Diction Poetic Hate I Do

The current volume I’m reading in the Harvard Classics series is English Poetry 1. I believe they’ve tried as much as possible to go in chronological order starting at Chaucer. Having started with this late middle English piece, it then went to ‘traditional ballads’ which, were nearly all Scottish. Those finished up with A Gest of Robyn Hode, which would have been English. But finally, after 190 pages of English that is familiar, but still takes more work than I’d like… I’ve arrived at poetry that is in the early modern period- from the 1500s on.  

The Scots ballads are … well…. a bummer. They were hard to read and quite frankly, kind of morose. There was an earlier volume of Robert Burns which I had to eventually just skip over most of it. I think I looked up what his most famous poems were, and made sure I read them, but then for most of the book, I’d pick every 5th or 8th poem and try it. Most of it was written in Scots and I just couldn’t really make out what it was he was saying. He did write in English too, but he thought his best thoughts came through in Scots, not English. Reading the ballads sort of kicked me back to that. Though by now, it seemed like the language was more or less English, it was just written in a phonetic way that made it much slower to plow through.
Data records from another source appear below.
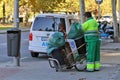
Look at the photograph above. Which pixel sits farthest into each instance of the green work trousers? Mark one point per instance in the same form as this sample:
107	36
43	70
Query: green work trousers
93	52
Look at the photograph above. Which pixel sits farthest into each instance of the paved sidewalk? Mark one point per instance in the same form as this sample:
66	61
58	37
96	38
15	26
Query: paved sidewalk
32	70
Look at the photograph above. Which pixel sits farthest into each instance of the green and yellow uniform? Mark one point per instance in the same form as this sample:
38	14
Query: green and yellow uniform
90	28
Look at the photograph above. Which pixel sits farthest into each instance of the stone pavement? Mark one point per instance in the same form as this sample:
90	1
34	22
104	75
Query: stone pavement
32	70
I should mention however that I did enjoy Burns, and found a lot more upbeat stuff than what I read in the ballads.

At any rate, I’m happy to be past the middle English stuff and on to language that is understood innately. That said, it’s still poetry, so less interesting to me. With that in mind, I find myself having to slow down still and read with a real intention to get what is being said.
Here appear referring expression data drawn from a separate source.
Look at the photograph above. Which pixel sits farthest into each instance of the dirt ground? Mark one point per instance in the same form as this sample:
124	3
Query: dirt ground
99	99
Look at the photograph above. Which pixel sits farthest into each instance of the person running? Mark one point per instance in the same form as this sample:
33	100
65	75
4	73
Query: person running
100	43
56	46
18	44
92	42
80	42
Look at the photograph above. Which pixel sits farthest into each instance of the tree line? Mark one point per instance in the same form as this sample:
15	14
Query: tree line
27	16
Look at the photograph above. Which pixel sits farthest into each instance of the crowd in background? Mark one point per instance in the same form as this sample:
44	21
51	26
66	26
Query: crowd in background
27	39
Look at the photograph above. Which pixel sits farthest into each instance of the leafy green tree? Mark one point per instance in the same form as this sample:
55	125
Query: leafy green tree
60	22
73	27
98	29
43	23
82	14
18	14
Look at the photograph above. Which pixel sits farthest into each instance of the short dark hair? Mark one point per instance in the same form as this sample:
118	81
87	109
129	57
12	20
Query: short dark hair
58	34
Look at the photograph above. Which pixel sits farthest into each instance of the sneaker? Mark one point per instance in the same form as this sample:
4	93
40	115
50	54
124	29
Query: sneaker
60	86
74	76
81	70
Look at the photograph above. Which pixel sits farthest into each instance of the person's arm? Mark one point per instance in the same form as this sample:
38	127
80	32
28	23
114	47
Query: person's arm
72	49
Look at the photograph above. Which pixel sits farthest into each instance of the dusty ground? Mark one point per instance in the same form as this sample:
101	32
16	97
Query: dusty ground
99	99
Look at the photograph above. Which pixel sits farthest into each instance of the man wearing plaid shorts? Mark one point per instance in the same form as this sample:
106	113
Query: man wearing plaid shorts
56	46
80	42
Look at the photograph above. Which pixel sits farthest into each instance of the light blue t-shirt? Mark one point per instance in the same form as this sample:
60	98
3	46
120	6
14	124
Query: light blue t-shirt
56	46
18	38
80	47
One of the things that Victor Hugo had attacked in the last volume was “Poetic Diction”- by which I believe he meant the tendency to rearrange word order with the aim of placing rhyme words where they needed to go. For example:

Doubt you to whom my Muse these notes intendeth
Which now my breast o’ercharged to music lendeth

From there, doing so became the expected order, and came to be considered an integral part of poetry. Hugo had insisted on writing as people spoke, which meant doing away with this artificial diction. The reaction was that this wasn’t real poetry.
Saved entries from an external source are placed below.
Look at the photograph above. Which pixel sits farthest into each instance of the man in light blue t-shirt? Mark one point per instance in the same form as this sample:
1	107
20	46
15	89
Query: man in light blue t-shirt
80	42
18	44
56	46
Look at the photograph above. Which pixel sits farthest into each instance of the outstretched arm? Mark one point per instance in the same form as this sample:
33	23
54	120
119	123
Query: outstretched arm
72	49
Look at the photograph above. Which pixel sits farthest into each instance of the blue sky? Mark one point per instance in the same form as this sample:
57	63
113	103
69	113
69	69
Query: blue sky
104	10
This made me think of a songwriting class I took years ago. At times we would try to fudge words around to get the rhyme… because we’ve all seen this type of license taken in lyrics and poetry, and our teacher would say, no… don’t do that. The language needs to be natural. Apparently Hugo’s direction became the accepted way.

I’ll leave with these lines from The Unfaithful Shepherdess, a poem of a young shepherdess who apparently falls in love easily.

Another Shepherd you did see
To who your heart was soon enchained
Full soon your love was leapt from me
Full soon my place he had obtained
Soon came a third your love to win
And we were out and he was in

There is some poetic diction happening in this piece, but I had to laugh at the last two lines- especially the last- because it sounds like something that would be said today.